M. F. BROWN, PhD, FRCSEd(Orth)

University Hospital of North Staffordshire

Stoke-on-Trent, UK.

1. Ng LCL, Sell P. Predictive value of the duration of sciatica for lumbar discectomy. J Bone Joint Surg [Br] 2004;86-B:546-9.

Author's reply:

Sir,

We thank Mr Brown for his interest in our paper. In answer to his comment, we would consider it unlikely that readers of the Journal would draw an erroneous conclusion on the data presented. The title of the paper makes it clear that the cohort in question is an operative one. Our article contributes to the literature regarding the optimum timing for operation in radicular pain.

The perfect answer to a question often needs to be balanced against the practical realities of clinical practice. The dropout rate to follow-up of a prospective cohort of non-operatively treated patients would be so high that the suggested comparison based on intention to treat could not be achieved in our clinics.
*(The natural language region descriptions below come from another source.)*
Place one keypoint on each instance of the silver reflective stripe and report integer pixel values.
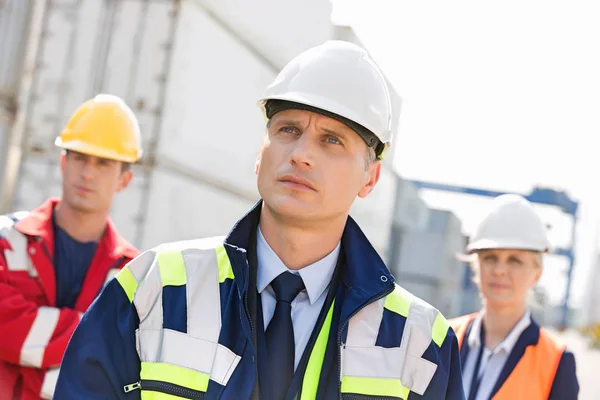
(372, 362)
(363, 328)
(49, 384)
(416, 337)
(32, 352)
(176, 348)
(362, 358)
(148, 299)
(17, 259)
(203, 293)
(198, 349)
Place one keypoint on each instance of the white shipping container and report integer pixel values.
(193, 83)
(274, 30)
(14, 24)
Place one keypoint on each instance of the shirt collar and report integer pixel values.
(509, 341)
(316, 276)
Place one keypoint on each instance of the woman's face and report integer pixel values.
(506, 275)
A better level of evidence would be a randomised, controlled trial.

Readers of our paper will have noted that patients still improve in terms of pain after a year of symptoms, but that decline in disability as indicated by the outcome measures used showed less change with time, perhaps suggestive of the development of biopsycho-social factors with chronic symptom duration. It is the authors' feeling, that this is the major factor, but it remains to be proven.

doi:10.1302/0301-620X.87B6.16678

P. SELL, BM, MSc, FRCS

L. NG, BM, MRCS

Leicester General Hospital, Leicester, UK.